Entre-temps, Dumur avait trouvé de l’occupation chez un marchand de charbon. Déguisé en travailleur, le détective entra dans la place et s’efforça de gagner la confiance de Dumur, Il y parvint sans peine. Sans qu’il y parut, il le faisait parler, racontait lui-même sa vie passée, invitant ainsi l’autre à des confidences mutuelles. On causa donc des frères Lemasson, de leur clos de bois, du renvoi et de l’incendie. Et le détective s’indignait : « Vous avoir renvoyé sans raison après dix ans de bons services ! Ah ! Voyez-vous, moi, cela me révolte ! Je me serais vengé. » Dumur cependant restait coi, n’ayant rien à dire.

Mais tous les jours, la forte nature du détective prenait de l’ascendant sur l’esprit borné du pauvre ouvrier. Intérieurement, celui-ci reconnaissait l’autre pour son supérieur. Lui, le faible, le timide, il admirait ce hardi compagnon, était fasciné par lui, il éprouvait un violent désir de se rehausser dans l’esprit de cet homme qui, il le voyait bien, méprisait sa couardise. Pour conquérir l’estime de son camarade, il se sentait capable de faire une chose héroïque.

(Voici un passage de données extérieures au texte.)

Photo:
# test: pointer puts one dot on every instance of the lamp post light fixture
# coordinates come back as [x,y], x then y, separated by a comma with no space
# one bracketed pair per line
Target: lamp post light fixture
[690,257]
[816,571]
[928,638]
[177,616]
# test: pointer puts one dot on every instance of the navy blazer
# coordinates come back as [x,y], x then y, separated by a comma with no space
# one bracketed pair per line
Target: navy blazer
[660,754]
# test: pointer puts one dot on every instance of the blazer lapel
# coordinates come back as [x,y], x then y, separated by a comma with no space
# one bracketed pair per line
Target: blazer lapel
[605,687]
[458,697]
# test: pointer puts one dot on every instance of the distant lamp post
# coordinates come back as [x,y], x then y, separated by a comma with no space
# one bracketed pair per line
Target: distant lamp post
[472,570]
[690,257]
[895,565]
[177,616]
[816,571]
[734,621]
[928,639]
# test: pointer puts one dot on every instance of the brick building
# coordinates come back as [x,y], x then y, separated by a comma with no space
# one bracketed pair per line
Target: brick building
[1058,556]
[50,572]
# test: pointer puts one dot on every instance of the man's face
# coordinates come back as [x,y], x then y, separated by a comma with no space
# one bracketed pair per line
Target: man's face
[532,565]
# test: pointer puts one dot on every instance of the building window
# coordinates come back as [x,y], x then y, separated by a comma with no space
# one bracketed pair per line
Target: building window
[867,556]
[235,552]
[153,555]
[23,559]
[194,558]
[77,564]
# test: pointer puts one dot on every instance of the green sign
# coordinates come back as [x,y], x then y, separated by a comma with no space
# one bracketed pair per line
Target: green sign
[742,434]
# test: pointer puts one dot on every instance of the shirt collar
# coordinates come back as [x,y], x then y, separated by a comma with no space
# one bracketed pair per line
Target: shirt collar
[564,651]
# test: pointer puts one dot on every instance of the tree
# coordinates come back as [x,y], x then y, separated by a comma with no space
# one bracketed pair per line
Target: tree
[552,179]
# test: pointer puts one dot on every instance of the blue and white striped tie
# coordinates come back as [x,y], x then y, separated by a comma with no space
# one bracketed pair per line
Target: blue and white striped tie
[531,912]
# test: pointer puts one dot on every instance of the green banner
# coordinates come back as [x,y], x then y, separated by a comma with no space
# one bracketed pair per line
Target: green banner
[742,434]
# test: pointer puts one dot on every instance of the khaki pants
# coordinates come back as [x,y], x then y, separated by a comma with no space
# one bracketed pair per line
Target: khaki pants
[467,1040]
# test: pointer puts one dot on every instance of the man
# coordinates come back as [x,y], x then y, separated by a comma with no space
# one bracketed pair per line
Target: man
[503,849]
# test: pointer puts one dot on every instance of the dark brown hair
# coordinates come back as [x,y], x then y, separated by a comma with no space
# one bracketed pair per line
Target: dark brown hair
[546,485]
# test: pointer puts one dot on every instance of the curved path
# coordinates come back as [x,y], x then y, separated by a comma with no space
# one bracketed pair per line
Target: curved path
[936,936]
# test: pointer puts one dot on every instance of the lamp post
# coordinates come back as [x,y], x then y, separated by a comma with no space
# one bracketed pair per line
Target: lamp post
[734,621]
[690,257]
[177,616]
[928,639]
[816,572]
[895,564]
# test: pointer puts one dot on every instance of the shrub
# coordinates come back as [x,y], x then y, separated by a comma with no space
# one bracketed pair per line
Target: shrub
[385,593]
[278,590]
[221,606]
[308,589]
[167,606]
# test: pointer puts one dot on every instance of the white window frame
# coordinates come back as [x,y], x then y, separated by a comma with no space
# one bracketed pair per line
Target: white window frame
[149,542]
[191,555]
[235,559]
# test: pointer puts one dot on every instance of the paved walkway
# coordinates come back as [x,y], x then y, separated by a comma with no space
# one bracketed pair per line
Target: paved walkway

Un après-midi qu’ils étaient encore ensemble, la conversation tomba une fois de plus sur le mystérieux incendie. Alors Dumur éprouva une impulsion irrésistible. Oui, pour se remonter dans l’idée de son ami, il mentirait, il affirmerait une volonté, une énergie qu’il n’avait pas, dont il n’était pas capable.

— Je le connais moi, celui qui a mis le feu.

— Vrai, fit l’autre, dissimulant un éclair de triomphe dans son regard.

— Oui, c’est moi.

— Ah ! mon gaillard, il y a longtemps que je m’en doutais, et je t’arrête.

Deux mois plus tard, Dumur subissait son procès.

Le témoignage circonstancié du détective fut accablant. Celui-ci remporta un beau triomphe en racontant la scène de l’aveu.

Avant de prononcer la sentence, le juge félicita le brave agent de son travail et de sa sagacité.

Dumur reçut dix ans de pénitencier.

 
 

Il se fit une longue pause.

— Si l’on prenait un autre coup, suggéra le narrateur visiblement altéré.

Et les camarades reprirent trois copieux gins.